The price of anything is the amount of life you exchange for it. -Thoreau
How true eh?
Yet another one that’s been on my mind a lot lately. What am I willing to exchange my life for?
To me, this shows up significantly in two different ways. One is how much of my soul (my core beliefs, desires, identity) am I exchanging for it? Is this going against some deep sense of self I have and what will be the cost to giving that up? Am I willing to pay that price? Is this worth more to me than what I am giving up?
Some of these questions are subtle and hard to answer.

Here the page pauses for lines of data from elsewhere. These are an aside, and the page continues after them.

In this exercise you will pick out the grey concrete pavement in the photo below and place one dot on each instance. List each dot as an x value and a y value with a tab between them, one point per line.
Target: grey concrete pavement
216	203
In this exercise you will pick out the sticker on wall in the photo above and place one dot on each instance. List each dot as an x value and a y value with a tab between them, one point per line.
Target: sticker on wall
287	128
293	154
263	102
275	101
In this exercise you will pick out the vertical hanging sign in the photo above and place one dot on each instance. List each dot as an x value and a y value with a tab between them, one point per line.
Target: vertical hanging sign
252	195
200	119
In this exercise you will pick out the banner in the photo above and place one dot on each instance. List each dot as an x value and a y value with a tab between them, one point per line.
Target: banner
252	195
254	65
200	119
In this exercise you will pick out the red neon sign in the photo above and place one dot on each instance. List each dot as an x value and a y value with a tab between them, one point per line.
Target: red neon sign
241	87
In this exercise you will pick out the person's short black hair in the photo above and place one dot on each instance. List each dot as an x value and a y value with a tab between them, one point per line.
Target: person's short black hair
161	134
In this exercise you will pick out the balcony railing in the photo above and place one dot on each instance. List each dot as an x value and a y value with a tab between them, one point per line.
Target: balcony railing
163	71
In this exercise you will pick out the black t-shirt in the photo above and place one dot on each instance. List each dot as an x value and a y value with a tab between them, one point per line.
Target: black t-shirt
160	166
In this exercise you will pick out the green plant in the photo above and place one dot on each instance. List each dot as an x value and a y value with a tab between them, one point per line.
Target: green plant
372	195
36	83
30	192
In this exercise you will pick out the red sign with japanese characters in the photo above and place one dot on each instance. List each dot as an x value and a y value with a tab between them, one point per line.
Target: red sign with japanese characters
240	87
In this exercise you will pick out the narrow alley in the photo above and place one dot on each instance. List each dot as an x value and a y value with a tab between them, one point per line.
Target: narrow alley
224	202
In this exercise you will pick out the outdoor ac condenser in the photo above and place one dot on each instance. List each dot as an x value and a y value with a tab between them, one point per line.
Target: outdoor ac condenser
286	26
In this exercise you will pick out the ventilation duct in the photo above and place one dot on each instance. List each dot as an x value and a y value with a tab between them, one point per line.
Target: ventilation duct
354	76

But they are important, too.
This is one of the reasons, many years ago, I walked away from my Wall Street job. I wanted to make sure that if I was working 100 hours a week, it was for a cause I really believed in. That wasn’t the case with the job I had then. I felt like I couldn’t look my future kids in the eye and tell them I had to work when I was doing that kind of work. I respect other people’s choices, but it wasn’t a right fit for me. (I left that job to do Teach For America, I felt that, there, I was serving a much more needed and important role. That didn’t pan out for other reasons but I still don’t regret my choice at all. I still believe there’s a cost to doing something that’s really not aligned with who you are and what matters to you.)
The second way this quote speaks to me is more easy to visualize and define: The time you spend on doing activity X is time taken away from being able to do Y. It’s always like that. More than money, time is the one resource that runs out no matter what. We all get the same amount of it each day and none of us gets to save any of the minutes up. So we get it, and we use it. One way or another.
I feel like a lot of my choices would be better served if I kept asking myself, what am i exchanging for this? For this hour of TV I watch, for the trip I am taking, for learning lettering, for listening to a book. Even for the activities I like doing, they still mean that I can’t do something else. My self-induced todo list can sometimes get in the way, too. And it’s important to always ask what I am exchanging.
We often think about “what am I getting?” but not as often about “What am I giving up?”
In coaching, one of the exercises I do with my clients is “what are you saying no to?” So when you say Yes to watching TV, what are you saying No to? (like getting more sleep, reading a book, talking with hubby, etc.) When we’re clearer about what we’re exchanging, we can make better informed choices.